When I was really nervous and panicking about my ‘lump’ and the biopsy to determine it’s malignancy or not, I decided to follow something I read in the multimillion best-selling book ‘The Secret’ by Rhonda Byrne. A lady, who had been diagnosed with breast cancer decided to laugh. And laugh a lot. She watched comedy after comedy and laughed and believed the laughter and light heartedness would ease her discomfort and fear. In the end, it cured her.
Rather unbelievable. But apparently true. Another miracle, where love conquers fear.
I decided to do the same. I cooked and laughed as therapy. And for some reason, Netflix thought I would enjoy a series called ‘Grace and Frankie’.
Netflix was right; through the American Jewish obvious humour, there was (and still is) something that makes me laugh out loud to myself, alone and in the kitchen with no shame. Today, I realised why and what it is that makes me laugh.
Frankie and Grace are both sides of my personality, reacting to a situation they never saw coming. Thrust together by the turn of events that found their husbands falling in love 20 years in to their respective 40 year marriages.

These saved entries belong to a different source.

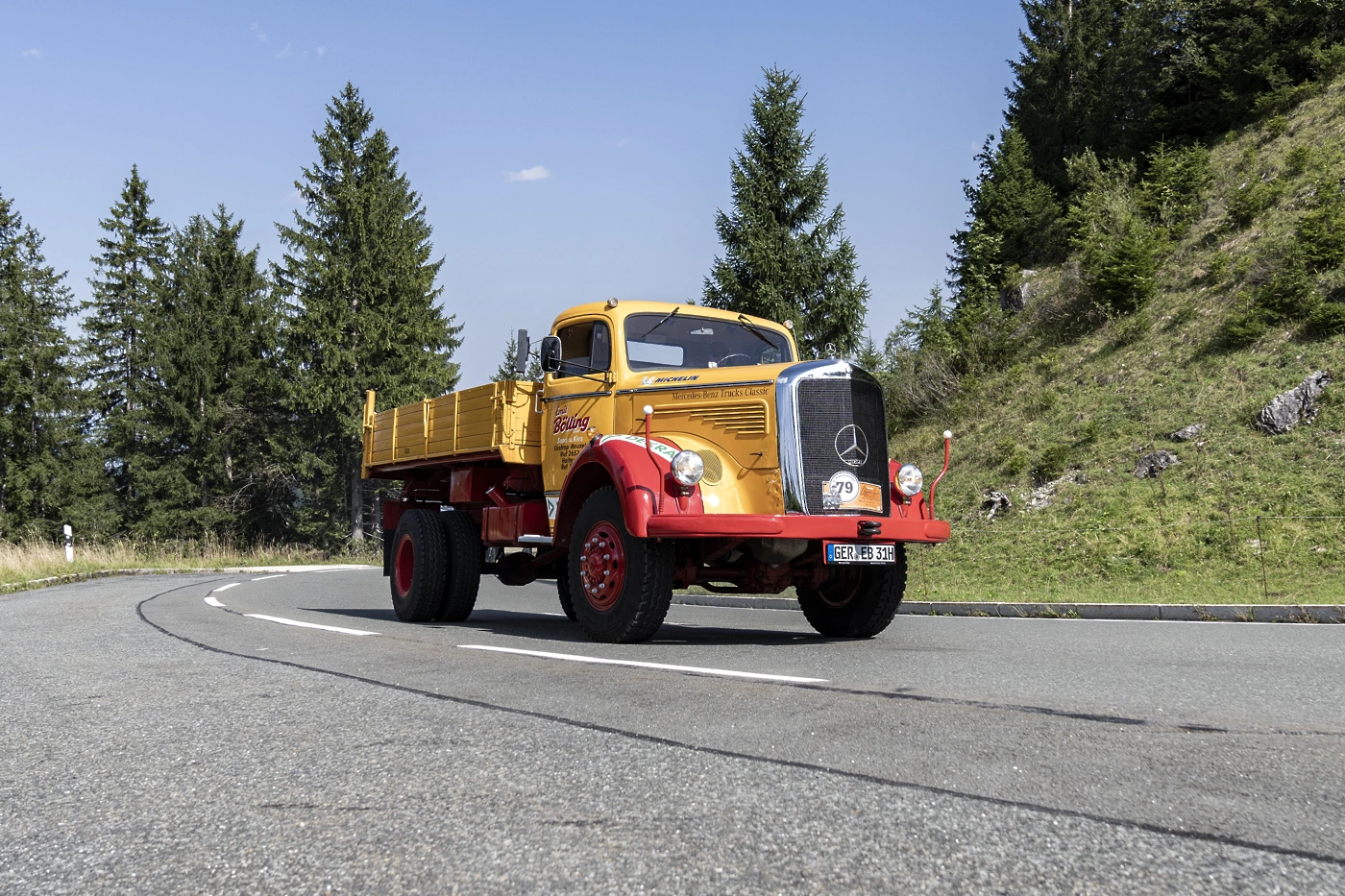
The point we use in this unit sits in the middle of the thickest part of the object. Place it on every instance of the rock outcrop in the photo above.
(1153, 465)
(994, 502)
(1295, 406)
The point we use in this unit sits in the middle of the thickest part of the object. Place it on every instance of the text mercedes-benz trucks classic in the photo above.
(669, 446)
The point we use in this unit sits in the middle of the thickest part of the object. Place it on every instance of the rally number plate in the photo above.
(860, 553)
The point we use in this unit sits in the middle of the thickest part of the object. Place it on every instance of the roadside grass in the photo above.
(26, 561)
(1080, 410)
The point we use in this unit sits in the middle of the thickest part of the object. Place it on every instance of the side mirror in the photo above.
(521, 358)
(550, 354)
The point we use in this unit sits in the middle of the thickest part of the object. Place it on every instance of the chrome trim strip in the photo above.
(696, 385)
(578, 395)
(787, 420)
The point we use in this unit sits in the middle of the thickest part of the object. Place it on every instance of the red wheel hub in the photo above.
(405, 566)
(601, 566)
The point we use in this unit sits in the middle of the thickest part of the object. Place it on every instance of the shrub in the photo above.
(1290, 294)
(1174, 186)
(1328, 319)
(1321, 231)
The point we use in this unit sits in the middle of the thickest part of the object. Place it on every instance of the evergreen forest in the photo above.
(1167, 178)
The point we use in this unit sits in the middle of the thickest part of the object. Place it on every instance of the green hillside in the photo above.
(1244, 303)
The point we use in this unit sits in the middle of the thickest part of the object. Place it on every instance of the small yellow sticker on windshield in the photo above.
(844, 492)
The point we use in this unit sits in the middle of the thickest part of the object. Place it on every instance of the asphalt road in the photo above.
(170, 735)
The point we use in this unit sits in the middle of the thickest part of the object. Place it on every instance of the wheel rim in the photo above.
(840, 591)
(405, 566)
(602, 566)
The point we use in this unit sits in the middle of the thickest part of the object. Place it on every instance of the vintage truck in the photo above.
(669, 446)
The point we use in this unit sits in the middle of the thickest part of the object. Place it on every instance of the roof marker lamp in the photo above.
(688, 467)
(910, 480)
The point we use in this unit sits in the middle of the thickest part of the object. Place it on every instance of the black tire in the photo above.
(562, 590)
(641, 570)
(857, 601)
(417, 566)
(463, 567)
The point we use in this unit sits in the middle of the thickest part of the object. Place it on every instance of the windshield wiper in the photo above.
(756, 332)
(666, 318)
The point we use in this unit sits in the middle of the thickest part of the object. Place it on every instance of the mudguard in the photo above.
(645, 487)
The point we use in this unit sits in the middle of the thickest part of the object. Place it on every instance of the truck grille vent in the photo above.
(744, 419)
(843, 428)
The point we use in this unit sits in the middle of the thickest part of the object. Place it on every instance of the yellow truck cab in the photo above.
(668, 446)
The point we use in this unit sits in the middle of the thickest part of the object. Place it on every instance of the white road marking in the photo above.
(295, 621)
(729, 673)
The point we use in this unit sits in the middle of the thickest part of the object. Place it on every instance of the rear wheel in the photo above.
(463, 570)
(621, 587)
(856, 601)
(417, 566)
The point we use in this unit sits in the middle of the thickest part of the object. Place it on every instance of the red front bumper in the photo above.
(796, 526)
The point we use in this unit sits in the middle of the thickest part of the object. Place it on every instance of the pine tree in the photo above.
(784, 255)
(506, 370)
(118, 356)
(359, 278)
(218, 406)
(37, 420)
(1015, 221)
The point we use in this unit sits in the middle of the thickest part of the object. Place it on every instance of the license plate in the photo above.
(861, 553)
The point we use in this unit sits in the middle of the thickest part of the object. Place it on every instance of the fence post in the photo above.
(1260, 549)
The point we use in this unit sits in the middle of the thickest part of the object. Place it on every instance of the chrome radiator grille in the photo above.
(833, 440)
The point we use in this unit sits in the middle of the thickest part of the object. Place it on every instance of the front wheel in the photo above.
(856, 601)
(619, 586)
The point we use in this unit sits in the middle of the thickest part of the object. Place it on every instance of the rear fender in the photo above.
(624, 463)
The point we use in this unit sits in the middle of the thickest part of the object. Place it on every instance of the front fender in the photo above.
(624, 463)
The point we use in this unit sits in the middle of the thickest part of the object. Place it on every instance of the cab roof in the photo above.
(631, 307)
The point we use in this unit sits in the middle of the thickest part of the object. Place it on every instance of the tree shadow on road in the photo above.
(558, 628)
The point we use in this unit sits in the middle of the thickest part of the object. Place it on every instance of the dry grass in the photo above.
(26, 561)
(1092, 403)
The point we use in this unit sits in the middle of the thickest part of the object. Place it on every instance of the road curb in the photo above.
(151, 570)
(1152, 613)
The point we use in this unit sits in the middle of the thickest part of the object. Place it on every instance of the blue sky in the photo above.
(629, 110)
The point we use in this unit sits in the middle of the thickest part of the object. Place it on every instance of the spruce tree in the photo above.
(39, 428)
(506, 370)
(218, 402)
(784, 254)
(121, 314)
(359, 276)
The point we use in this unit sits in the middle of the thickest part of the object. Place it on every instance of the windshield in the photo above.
(681, 341)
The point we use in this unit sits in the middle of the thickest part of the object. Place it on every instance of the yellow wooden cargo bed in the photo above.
(498, 419)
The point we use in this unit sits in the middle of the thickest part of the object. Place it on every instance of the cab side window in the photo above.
(585, 348)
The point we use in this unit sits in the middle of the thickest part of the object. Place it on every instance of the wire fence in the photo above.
(1261, 559)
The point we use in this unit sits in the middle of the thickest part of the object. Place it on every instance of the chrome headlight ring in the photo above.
(688, 467)
(910, 480)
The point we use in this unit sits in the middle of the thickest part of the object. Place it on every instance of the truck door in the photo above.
(578, 401)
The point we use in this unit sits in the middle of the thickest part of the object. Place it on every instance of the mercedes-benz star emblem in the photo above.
(851, 446)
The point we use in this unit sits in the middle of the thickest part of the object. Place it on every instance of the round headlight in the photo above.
(910, 480)
(688, 467)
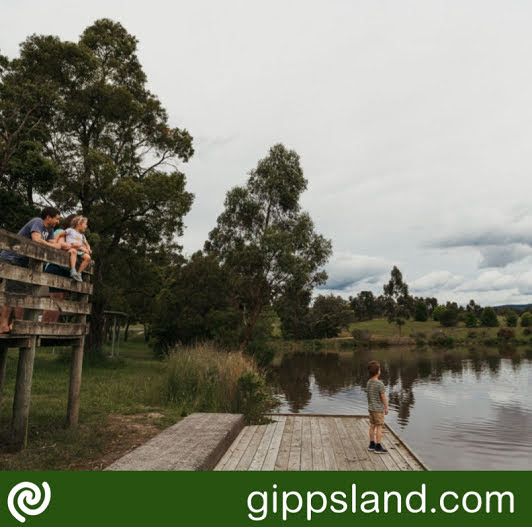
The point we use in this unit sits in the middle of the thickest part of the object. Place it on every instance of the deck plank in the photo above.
(273, 451)
(318, 459)
(262, 450)
(294, 460)
(328, 452)
(281, 463)
(312, 442)
(241, 448)
(251, 450)
(306, 445)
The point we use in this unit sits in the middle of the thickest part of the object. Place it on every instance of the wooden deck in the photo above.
(312, 442)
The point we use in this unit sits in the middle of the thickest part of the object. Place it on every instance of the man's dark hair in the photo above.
(373, 367)
(49, 211)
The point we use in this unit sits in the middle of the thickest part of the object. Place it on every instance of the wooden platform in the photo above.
(311, 442)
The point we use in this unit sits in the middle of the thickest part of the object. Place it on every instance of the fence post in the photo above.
(3, 367)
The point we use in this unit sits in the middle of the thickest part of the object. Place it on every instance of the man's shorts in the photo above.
(12, 286)
(376, 418)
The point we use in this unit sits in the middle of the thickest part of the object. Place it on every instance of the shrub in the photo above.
(511, 320)
(441, 339)
(470, 320)
(201, 379)
(448, 318)
(526, 320)
(421, 311)
(506, 333)
(489, 318)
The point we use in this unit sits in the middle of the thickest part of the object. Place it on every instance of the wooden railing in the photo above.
(69, 328)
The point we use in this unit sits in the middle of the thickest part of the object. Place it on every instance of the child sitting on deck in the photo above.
(74, 237)
(377, 407)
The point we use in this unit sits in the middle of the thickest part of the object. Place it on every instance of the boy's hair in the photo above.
(77, 220)
(49, 211)
(373, 367)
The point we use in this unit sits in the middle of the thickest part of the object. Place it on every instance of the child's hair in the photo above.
(67, 222)
(373, 367)
(77, 220)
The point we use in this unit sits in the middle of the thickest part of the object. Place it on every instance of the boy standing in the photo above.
(377, 406)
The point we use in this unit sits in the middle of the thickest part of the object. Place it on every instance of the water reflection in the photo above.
(460, 409)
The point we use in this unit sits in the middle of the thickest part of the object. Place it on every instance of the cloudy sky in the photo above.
(413, 120)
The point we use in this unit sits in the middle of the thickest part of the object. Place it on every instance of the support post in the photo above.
(3, 368)
(75, 383)
(21, 401)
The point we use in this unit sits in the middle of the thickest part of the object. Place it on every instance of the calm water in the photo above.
(458, 409)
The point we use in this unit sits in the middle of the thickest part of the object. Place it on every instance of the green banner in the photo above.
(271, 498)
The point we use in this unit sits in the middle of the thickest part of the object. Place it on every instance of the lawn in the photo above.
(121, 407)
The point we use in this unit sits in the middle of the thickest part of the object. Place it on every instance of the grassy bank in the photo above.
(124, 402)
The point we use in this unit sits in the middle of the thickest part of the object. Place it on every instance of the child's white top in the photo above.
(73, 236)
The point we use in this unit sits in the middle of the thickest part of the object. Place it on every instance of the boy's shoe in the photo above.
(379, 449)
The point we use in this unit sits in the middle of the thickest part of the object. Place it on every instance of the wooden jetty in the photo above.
(68, 311)
(316, 442)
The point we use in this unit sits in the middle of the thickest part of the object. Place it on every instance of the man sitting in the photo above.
(39, 230)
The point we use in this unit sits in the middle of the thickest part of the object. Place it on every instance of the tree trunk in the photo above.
(126, 331)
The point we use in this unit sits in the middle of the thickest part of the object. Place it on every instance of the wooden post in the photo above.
(21, 401)
(26, 358)
(3, 367)
(76, 368)
(75, 383)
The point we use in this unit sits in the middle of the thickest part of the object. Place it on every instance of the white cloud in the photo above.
(346, 270)
(436, 280)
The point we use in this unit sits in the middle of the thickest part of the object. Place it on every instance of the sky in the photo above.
(413, 121)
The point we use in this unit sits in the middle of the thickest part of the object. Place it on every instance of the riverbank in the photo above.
(124, 403)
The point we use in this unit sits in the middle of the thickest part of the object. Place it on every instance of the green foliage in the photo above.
(398, 306)
(526, 319)
(265, 241)
(421, 311)
(470, 320)
(441, 339)
(196, 303)
(511, 319)
(506, 333)
(329, 314)
(202, 379)
(489, 318)
(448, 317)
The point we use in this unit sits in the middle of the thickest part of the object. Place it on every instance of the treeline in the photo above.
(81, 130)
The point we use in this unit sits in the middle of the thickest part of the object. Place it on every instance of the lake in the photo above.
(458, 409)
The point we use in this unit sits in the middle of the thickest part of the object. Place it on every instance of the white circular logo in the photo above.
(29, 496)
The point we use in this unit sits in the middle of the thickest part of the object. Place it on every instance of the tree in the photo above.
(264, 239)
(116, 155)
(489, 318)
(399, 303)
(293, 309)
(511, 319)
(448, 317)
(329, 314)
(196, 303)
(364, 305)
(421, 311)
(470, 320)
(526, 319)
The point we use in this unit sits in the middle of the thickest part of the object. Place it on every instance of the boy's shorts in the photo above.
(376, 418)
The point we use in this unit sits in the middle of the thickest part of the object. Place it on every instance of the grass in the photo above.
(124, 402)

At first, they battle and fight through their personality clashes: Grace and her somewhat endearing snobbish behaviour clinging desperately onto the professionalism of her youth, reflecting her life as a business owner and upper class status; her vulnerability, naivety shrouded and masked by her pearls, perfect hair and clothes but clear from her obsession with her image and controlling dietary requests. Frankie and her ‘hippie’ chanting, magic herbs and potions, healthy, wholesome eating, rituals and routines, vlogging as therapy and her creative life as an artist leading you to believe she is a little ‘coo coo’ but she is wise, grounded and in touch with her authentic self.
It doesn’t take the two highly different women long to discover that they work well together, they support each other in different ways; the voice of reason and practicality, the quiet of compassion and calm and the sense of fun and joy in the small things. They make a good team.
As I realise the parallels and similarities of their personalities to my ‘split personality’, I recognise that two parts of me that make me my whole. And I should stop fighting myself internally and just like Grace and Frankie, make myself my best friend.